James Dolan, in a velvet blazer and a dumb hat, singing his heart out.
Photo: Rick Diamond/Getty Images for Americana Music

Every New York sports organization is grandiose and deluded in its own way. The New York Yankees use plummy, pomping French horn music in television advertisements for season ticket packages; the tootling Fake Brahms perfectly sums up the Yankees' ownership's steakhouse-brained conception of class and excellence. The Brooklyn Nets busted out half a neighborhood when they moved to Brooklyn eight years ago and have cringily pitched themselves as the sixth element of hip-hop ever since. The Mets, poignantly, pretended to be a normal baseball team for a while, and the Giants and Jets respectively puff themselves up as proud traditionalists and brash outlaws when both actually function more like confusingly run and floridly unhygienic family-owned Subway franchises. All of them are embarrassing and unlovable in their own ways, but none of them are the Knicks. Nothing is quite like the Knicks.

This city alone offers all these different flavors of organizational delusion, and every league is rife with serially incompetent organizations and capricious and inept owners and proudly backwards institutional culture, but the Knicks are different mostly because there's no subtext or even really any kind of pretense. Every bad sports organization can be spun up into a metaphor for the ways in which our society and culture are broken with relative ease, generally because there's always some unaccountable rich person either stealing, scheming, napping, or screaming profanities indiscriminately where the leadership/stewardship part of the organization is supposed to be.

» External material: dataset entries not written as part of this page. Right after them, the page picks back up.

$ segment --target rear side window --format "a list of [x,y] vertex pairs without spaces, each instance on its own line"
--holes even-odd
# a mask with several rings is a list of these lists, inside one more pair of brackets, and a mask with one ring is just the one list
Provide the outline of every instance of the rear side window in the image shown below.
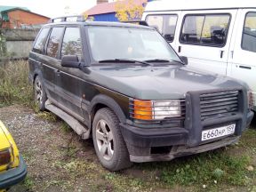
[[53,28],[47,44],[46,54],[52,58],[57,58],[60,38],[63,34],[63,28]]
[[63,55],[77,55],[81,59],[82,44],[78,28],[66,28],[61,47],[61,57]]
[[43,53],[44,47],[47,39],[50,28],[43,28],[38,35],[36,41],[34,44],[33,51],[38,53]]
[[180,36],[181,44],[222,47],[226,44],[229,14],[185,16]]
[[248,12],[245,17],[242,49],[256,52],[256,12]]
[[148,15],[146,21],[164,36],[168,42],[173,42],[176,29],[177,15]]

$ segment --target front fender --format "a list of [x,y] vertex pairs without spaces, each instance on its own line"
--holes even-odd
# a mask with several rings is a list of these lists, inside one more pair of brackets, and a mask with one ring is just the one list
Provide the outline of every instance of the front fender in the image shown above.
[[95,113],[96,107],[99,104],[102,104],[109,108],[111,110],[115,112],[115,114],[116,115],[121,123],[125,123],[126,118],[124,113],[118,105],[118,103],[112,98],[103,94],[97,95],[92,100],[91,107],[89,108],[90,119],[92,118],[92,115]]

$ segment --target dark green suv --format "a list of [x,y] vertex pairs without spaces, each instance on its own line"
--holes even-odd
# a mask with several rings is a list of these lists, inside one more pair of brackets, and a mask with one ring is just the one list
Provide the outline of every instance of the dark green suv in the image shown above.
[[188,67],[156,29],[55,21],[29,54],[35,99],[83,139],[92,137],[107,169],[227,146],[249,126],[248,86]]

The Knicks dispense with the metaphor part. They are exactly what they appear to be, which is a valuable toy that a glowering and deeply unhappy child insists on breaking in public every single day. They're not the avatar of Classically New York Toughness And Also Coolness that they aim to be, but what's striking is that they're also not a symbol for what it's like to be abandoned or swindled or degraded or quantified-into-abstraction by power. They are just the basketball team owned by James Dolan, a sloppy and vindictive billionaire heir who is either deep in a bizarre second childhood or still struggling through his first one. He is a tragicomically vain and paranoid and exceedingly spiteful guy who never faces any real consequence for any of his many failures, and who never has anything better to do than chase whatever idiotic beef is troubling him at the moment. Again, metaphors fail—that all kind of sounds like Donald Trump, but only because Trump is a much more ambitious and overstated example of this very familiar and common type of lousy person. James Dolan is finally just James Dolan.

None of this is great, but there are times when it can be clarifying. Not the Dolan-related parts, really, because there is nothing to know about James Dolan that is not already known. That overtness, or that and his billions of dollars, is Dolan's true superpower. Everything Dolan does only ever looks like exactly what it is; he always does those things for precisely the smallest and most obvious reason available. When Dolan decided to make a splash as a fundraiser in the House race in New York's 11th Congressional District, it was not because he's a Republican who supports Republican candidates—delightfully, his contributions are in the FEC's database under MR. JAMES J. DOLAN—but because he's James Dolan. Which is to say that he's a man who was upset when Rep. Max Rose, the belligerently moderate Democrat who currently occupies the seat in the 11th, told a TMZ camera that he wants Dolan to sell the Knicks because he "drives the team into the ground, man." (Before we go any further: yes the 11th District includes Staten Island.)

In a typically overt Dolan flourish, we know that Dolan was moved to donate money and ask his wealthy peers to donate money to Rose's opponent because he said so in an email to those friends, one of whom forwarded that email to the New York Post. In the broad strokes, it is a remarkable achievement that anything that began with a Member of Congress complaining about the Knicks to a TMZ camera somehow became decidedly less dignified from there. But in its Dolan-y particulars, this story is even more perfect. Look at this shit:

“Max Rose thinks he can make our team and my ownership his political platform,” Dolan wrote in a personal email to friends last week that was obtained by The Post. “I need to let him know that we will not stand for this. The best way to do this is to help his opponent. He is in a tight race for the US Congress in Staten Island. … Please join me in helping Nicole defeat Max Rose for Congress.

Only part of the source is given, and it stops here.